Deux fois non au démantèlement du PAV
La votation cantonale genevoise du 3 mars portera sur deux lois (12290 et 12291) combattues par l’Asloca. Dans un contexte de crise du logement, ces deux lois sont une attaque portée à la construction de logements accessibles à la majorité de la population et un hold-up sur des terrains de la collectivité dans le secteur Praille-Acacias-Vernets (PAV).
En 2018, la population s’est prononcée pour accroître le nombre de logements à loyer abordable sur les terrains du PAV, qui sont aujourd’hui en mains publiques. Il s’agissait de doubler le nombre de logements du futur quartier en réduisant le nombre de bureaux prévus initialement. La loi en vigueur laisse aujourd’hui la possibilité aux promoteurs de réaliser des immeubles en PPE (propriété par étage) sur 12% au plus de l’ensemble du périmètre du PAV.

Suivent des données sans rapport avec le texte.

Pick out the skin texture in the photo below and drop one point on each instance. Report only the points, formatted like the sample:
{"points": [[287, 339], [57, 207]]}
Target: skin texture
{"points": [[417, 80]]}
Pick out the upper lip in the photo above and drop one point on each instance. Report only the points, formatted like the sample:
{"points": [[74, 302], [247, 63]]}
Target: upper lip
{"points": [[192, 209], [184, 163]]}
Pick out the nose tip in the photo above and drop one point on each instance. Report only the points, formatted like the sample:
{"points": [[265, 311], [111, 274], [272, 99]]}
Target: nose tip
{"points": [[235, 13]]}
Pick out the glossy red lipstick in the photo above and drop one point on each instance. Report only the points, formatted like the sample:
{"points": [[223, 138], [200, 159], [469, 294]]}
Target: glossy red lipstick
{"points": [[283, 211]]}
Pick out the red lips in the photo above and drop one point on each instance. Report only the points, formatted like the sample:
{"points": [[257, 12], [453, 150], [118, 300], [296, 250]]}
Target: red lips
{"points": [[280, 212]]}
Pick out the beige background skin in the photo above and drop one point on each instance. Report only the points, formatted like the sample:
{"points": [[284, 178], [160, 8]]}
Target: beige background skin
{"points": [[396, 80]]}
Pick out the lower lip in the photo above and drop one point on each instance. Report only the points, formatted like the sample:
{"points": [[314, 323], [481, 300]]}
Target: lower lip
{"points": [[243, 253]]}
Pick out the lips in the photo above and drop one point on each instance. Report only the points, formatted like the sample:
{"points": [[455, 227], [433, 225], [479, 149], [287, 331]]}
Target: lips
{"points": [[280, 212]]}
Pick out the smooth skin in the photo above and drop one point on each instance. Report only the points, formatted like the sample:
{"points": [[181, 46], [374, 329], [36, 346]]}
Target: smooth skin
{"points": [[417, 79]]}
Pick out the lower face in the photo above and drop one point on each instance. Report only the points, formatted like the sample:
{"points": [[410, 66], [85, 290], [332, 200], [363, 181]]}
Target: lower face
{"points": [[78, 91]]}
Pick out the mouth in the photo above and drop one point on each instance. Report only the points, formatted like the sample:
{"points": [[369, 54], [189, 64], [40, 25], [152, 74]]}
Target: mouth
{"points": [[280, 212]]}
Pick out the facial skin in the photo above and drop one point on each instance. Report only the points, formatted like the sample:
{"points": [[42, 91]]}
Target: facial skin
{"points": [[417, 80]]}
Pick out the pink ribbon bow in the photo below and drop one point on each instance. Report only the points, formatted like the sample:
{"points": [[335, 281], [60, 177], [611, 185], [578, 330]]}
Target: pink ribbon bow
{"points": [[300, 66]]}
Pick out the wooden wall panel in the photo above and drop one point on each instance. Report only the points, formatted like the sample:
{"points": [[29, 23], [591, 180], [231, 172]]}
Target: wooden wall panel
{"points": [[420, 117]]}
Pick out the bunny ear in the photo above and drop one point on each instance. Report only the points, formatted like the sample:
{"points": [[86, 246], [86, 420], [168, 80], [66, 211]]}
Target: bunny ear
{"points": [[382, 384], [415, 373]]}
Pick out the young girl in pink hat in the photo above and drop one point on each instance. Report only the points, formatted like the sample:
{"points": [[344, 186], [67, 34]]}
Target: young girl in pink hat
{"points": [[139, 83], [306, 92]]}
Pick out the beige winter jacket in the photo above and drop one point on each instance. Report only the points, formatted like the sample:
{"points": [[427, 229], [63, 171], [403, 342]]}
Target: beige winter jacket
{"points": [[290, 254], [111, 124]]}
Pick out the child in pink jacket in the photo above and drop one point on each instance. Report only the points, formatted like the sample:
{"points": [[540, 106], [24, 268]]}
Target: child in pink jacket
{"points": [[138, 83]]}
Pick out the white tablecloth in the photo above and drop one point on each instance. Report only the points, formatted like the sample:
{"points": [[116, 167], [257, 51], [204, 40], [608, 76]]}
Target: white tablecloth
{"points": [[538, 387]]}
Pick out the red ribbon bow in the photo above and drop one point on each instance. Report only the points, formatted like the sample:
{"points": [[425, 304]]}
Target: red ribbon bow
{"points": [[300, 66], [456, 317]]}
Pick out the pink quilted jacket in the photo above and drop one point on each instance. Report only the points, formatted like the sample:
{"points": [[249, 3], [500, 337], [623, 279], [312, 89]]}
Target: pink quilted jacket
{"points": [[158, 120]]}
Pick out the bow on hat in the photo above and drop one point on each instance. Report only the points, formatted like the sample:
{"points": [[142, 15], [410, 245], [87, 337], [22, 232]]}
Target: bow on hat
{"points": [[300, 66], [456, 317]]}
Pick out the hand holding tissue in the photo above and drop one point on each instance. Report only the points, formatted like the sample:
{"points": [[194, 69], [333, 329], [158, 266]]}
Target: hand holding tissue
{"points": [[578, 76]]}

Il est essentiel de ne pas donner la priorité à la PPE sur le locatif. Les PPE ne sont en effet accessibles qu’à une minorité de la population, au prix d’un endettement massif. Le PAV doit servir à répondre au besoin de la majorité de la population à la recherche de logements à loyers abordables.
La population a aussi souhaité mettre ces logements en PPE à l’abri de la spéculation, en prévoyant que les PPE doivent être construites sur des terrains en droit de superficie. Les terrains restent donc propriété de la collectivité. Ceci réduit le prix des futures PPE, mais surtout permet à l’Etat de prévoir une limitation permanente des prix des PPE ainsi que l’obligation que les propriétaires y habitent. En quelque sorte, ces logements sont aujourd’hui soumis au régime de la loi Longchamp pour toute leur existence et non pas seulement pour dix ans.
La loi en vigueur sur le PAV a été acceptée en votation populaire avec 61,43% de oui. C’est cette loi que les représentants des milieux immobiliers au Grand Conseil remettent en cause avec les lois 12290 et 12291. Ces deux lois permettraient en effet de tripler le nombre de PPE au PAV et contraindraient l’Etat à vendre 24% des terrains publics sur ce secteur pour réaliser des PPE. Elles fixent un objectif général visant à atteindre 24% de logement en PPE dans le canton et ordonne à l’Etat de mener une politique active en la matière. Cet objectif est plus élevé que celui de 20% qui existe pour les logements d’utilité publique. Le but de la politique publique du logement ne serait plus de garantir le droit au logement pour toute la population, mais un nombre élevé de propriétaires!
Construire des PPE sur des terrains publics est déjà un problème. Mais s’il faut construire de la PPE au PAV, alors il faut au moins que ces logements soient vendus le moins cher possible et que les prix restent durablement plus bas que pour les autres PPE. C’est pour cela que la loi actuelle prévoit uniquement des PPE en droit de superficie. L’acheteur n’est pas obligé d’acheter le sol, ce qui réduit de beaucoup le prix de la PPE. La location du sol se fait en principe pour nonante-neuf ans. Elle est en général renouvelée. La protection est donc excellente (qui peut prévoir ce qui se passera en 2123?). Les deux lois des milieux immobiliers obligeraient au contraire la collectivité à vendre une partie des terrains (24%).
Pour les parcelles qui resteraient en droit de superficie, les deux lois obligeraient l’Etat à les louer à bas prix. La loi 12290 fixe une rente annuelle maximale d’un montant ridicule (10 francs le mètre carré!), soit presque trois fois moins que la rente demandée aux fondations et coopératives qui construisent des logements d’utilité publique dans le même périmètre! Cette loi obligerait ensuite l’Etat à racheter ces PPE au prix fort à l’expiration du droit de superficie.
Pour parfaire le tableau, ces deux lois interdiraient à l’Etat de contrôler les loyers et les prix de vente sur ces logements au-delà de dix ans (ce que permet la loi actuelle grâce au droit de superficie). Les futurs propriétaires des logements en PPE seraient ainsi libres de spéculer au détriment des futurs acheteurs. Les premiers acquéreurs achèteraient ces logements à prix de faveur et pourraient les revendre plein pot dix ans après leur construction, empochant un bénéfice de dizaines, voire de centaines de milliers de francs. Et qui seraient ces heureux élus? Les proches des promoteurs, des régisseurs et des propriétaires.
Les auteurs de ces deux lois achèvent de prendre les Genevois pour des imbéciles en intitulant leur loi «Pour de la PPE en droit de superficie dans le PAV qui évite toute spéculation […]»!
Le 3 mars, il faut voter deux fois non aux lois 12290 et 12291.
Christian Dandrès est conseiller national et juriste à l’Asloca. Dans cette chronique, il s’exprime à titre personnel.